Warning: There’s a rumor that some of the tunnels running throughout campus provide a pretty good sanctuary for the stoner in need of privacy from the administration. Just don’t put any hands on uninsulated pipes—you want to get blazed, not burnt.
MAKE THE SESH LAST LONGER
We’re told the key to achieving a successful smoke sesh is honey blunts. By dipping your tight-a–blunt in honey, one student said, you let the paper burn slower, and you maximize the amount of THC you’re inhaling. Now that’s efficiency!

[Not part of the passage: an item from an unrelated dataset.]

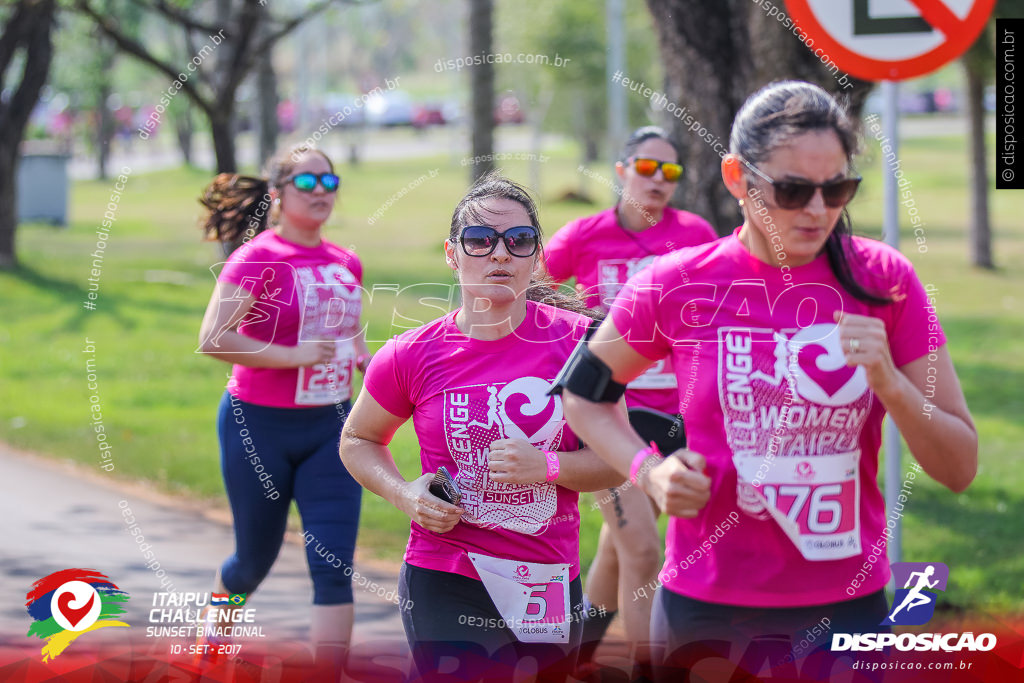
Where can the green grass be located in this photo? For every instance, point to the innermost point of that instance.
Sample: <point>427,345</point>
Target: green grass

DO NOT EAT AT THE CHEESECAKE FACTORY
We know. You may think this is bat-s— crazy. Believe us, we understand. How could a place with a 30-page menu be bad for a 4/20 feast? Well, let the student explain. You end up ordering everything on the menu that sounds appealing. Never mind the $50 bill that’s coming your way; you just ordered avocado spring rolls, some dope chicken dish and, of course, the Godiva chocolate cheesecake. But at what cost? Your a– glued to the toilet on 4/21. Just don’t do it.
ASK PROFESSORS FOR ADVICE
Hey, they’re always saying you need to develop a healthy relationship with your professors. Consider the suggestion of one student we interviewed and try inviting a trusted few to your circle. Really, you think all the professors here have never smoked? This is like the one liberal holdout in the state of Misery. There have to be a few bleeding-heart professors who light up every time Republicans chip away at reproductive rights. They’ll probably have a stash that their super-huge salaries can afford—because you know they’re swimming in it.
Note: StudentLife does not endorse the consumption of illegal substances.